Though we can’t say definitively that CBD is effective for any of these health problems, the outcomes of this study highlight the need for additional research on hemp/CBD products in controlled clinical trials, especially for autism, anxiety, depression, multiple sclerosis, chronic pain, and epilepsy conditions other than Dravet syndrome and Lennox-Gastaut syndrome.
What’s your advice for someone who wants to try CBD?
My advice always is, first and foremost, to talk to your physician before you try any new drug, including CBD. Just because you can buy it at CVS and Walgreens, and because there’s generally no impairment and potential for abuse, doesn’t mean that it’s without risk and an appropriate treatment for you. That discussion should focus on what treatment options are available and what the relative potential for risk and benefit would be for each option.
I have the same recommendation about CBD products for pets. We have even less research to back up CBD as a treatment for them.

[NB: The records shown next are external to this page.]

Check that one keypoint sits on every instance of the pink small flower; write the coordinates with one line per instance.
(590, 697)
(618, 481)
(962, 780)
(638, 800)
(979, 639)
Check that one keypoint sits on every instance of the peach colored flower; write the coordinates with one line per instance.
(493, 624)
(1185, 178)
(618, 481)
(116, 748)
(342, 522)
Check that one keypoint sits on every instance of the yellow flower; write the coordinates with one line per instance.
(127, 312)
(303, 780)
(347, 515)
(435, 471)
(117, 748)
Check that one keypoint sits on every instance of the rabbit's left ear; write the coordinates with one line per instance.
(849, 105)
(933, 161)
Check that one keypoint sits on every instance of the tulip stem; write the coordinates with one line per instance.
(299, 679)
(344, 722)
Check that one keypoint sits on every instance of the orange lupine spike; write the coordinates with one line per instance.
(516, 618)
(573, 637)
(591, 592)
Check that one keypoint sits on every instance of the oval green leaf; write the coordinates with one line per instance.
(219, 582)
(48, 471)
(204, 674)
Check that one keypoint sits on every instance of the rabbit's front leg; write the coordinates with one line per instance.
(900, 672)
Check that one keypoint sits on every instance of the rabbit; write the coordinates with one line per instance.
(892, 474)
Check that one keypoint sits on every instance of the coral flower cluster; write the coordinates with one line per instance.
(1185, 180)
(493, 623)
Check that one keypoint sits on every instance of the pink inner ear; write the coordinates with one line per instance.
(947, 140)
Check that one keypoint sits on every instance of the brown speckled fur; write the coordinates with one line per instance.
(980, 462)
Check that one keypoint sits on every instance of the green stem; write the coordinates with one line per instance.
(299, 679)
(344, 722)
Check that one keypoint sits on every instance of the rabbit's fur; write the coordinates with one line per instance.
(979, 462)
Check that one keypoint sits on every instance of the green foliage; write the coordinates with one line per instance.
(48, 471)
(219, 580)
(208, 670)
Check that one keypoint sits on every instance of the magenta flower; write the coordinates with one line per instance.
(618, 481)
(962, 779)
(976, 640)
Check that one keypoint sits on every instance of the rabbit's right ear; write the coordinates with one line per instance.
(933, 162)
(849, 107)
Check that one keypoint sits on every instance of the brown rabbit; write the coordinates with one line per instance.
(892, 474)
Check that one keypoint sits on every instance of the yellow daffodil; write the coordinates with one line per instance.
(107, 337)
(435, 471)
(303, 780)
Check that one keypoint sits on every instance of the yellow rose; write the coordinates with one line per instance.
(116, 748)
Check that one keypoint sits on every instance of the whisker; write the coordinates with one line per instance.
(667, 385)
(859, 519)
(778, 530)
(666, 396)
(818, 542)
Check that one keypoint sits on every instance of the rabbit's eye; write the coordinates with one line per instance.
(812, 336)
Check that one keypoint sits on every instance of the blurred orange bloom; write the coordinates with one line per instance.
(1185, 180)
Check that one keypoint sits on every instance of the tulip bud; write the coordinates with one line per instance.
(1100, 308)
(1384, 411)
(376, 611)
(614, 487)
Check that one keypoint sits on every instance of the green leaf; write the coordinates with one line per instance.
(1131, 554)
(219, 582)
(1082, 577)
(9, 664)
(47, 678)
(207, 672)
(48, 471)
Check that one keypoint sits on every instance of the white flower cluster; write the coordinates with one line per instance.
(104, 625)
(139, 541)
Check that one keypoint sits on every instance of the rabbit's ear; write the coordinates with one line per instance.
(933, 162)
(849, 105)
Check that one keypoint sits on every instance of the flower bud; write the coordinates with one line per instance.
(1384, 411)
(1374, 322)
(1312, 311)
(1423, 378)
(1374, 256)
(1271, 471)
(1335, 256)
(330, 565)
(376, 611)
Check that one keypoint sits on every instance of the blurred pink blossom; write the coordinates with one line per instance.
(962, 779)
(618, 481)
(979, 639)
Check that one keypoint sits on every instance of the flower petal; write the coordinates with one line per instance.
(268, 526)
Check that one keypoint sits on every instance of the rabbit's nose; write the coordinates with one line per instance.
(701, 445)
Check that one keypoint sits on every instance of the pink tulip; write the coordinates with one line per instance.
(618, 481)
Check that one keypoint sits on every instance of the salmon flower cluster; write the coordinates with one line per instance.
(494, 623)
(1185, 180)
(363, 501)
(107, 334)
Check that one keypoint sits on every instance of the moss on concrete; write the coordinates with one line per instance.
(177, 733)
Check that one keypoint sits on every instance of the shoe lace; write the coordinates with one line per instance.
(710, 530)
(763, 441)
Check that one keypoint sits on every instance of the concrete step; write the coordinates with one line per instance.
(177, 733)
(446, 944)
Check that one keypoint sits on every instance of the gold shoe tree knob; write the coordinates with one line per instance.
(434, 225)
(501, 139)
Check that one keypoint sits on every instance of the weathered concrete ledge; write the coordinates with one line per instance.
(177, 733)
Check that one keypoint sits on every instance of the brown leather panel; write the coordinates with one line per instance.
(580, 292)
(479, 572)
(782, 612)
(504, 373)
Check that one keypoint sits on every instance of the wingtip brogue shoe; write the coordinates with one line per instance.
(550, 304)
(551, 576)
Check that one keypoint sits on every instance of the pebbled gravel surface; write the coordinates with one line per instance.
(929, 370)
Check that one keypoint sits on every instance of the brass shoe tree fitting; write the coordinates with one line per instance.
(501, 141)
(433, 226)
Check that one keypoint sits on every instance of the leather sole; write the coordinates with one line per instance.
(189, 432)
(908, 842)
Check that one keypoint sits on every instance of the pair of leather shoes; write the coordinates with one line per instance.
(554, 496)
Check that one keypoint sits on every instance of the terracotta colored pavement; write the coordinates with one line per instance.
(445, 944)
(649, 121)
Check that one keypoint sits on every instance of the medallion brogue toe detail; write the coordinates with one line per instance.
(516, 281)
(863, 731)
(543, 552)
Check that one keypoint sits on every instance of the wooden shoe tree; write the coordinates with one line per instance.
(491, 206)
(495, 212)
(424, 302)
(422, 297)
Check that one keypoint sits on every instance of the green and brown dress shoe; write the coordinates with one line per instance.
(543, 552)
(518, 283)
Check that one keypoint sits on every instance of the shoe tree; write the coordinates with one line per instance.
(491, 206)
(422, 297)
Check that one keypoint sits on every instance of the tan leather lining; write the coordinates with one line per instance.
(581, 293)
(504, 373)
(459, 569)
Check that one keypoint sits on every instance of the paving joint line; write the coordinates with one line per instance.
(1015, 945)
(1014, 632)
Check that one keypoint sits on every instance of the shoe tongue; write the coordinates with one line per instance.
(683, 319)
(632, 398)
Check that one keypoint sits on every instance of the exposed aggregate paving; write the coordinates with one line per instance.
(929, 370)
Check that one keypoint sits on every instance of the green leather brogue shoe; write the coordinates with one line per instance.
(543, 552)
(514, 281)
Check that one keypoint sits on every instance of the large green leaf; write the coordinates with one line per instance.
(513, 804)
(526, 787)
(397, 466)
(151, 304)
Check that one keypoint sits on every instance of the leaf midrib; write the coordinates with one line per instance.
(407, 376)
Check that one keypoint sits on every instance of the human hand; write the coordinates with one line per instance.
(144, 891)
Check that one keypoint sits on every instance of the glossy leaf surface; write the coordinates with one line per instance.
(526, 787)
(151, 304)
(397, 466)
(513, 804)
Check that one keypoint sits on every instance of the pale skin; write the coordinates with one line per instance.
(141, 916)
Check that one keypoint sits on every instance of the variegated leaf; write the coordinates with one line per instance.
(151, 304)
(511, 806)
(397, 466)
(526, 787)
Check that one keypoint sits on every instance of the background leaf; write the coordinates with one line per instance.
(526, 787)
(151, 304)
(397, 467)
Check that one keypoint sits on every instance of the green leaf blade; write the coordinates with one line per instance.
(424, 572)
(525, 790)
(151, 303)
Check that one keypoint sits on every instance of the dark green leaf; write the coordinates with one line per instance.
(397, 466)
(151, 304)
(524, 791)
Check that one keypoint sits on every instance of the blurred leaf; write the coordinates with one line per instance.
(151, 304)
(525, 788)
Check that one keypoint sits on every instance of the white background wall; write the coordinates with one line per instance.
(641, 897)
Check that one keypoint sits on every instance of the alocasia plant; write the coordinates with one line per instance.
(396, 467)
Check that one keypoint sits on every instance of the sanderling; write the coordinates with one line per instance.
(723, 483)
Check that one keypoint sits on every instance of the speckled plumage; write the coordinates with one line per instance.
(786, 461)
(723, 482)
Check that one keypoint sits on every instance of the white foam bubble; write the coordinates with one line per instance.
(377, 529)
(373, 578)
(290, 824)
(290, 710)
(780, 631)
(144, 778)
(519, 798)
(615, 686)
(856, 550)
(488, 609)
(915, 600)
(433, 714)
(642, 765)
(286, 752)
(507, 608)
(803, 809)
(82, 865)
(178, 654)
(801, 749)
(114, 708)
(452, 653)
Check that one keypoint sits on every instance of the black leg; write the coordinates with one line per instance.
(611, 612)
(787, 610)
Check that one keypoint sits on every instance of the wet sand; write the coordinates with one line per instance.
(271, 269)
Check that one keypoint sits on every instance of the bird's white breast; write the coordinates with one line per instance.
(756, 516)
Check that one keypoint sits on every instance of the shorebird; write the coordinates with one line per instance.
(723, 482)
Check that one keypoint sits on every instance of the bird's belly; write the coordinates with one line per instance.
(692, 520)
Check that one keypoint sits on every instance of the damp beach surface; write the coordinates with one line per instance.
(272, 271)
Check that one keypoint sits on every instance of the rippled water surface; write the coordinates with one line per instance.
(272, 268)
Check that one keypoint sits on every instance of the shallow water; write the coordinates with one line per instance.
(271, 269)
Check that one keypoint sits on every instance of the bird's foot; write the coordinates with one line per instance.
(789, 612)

All told, I think there is a real therapeutic potential for cannabinoids, but we cannot abandon the methods used to bring all other medications to market. Data that can be used to determine efficacy, safety, dosing, and formulation is needed for each therapeutic area in which CBD is believed to be beneficial. We also must be mindful of gimmick products for which there is no reason to believe CBD is a meaningful addition.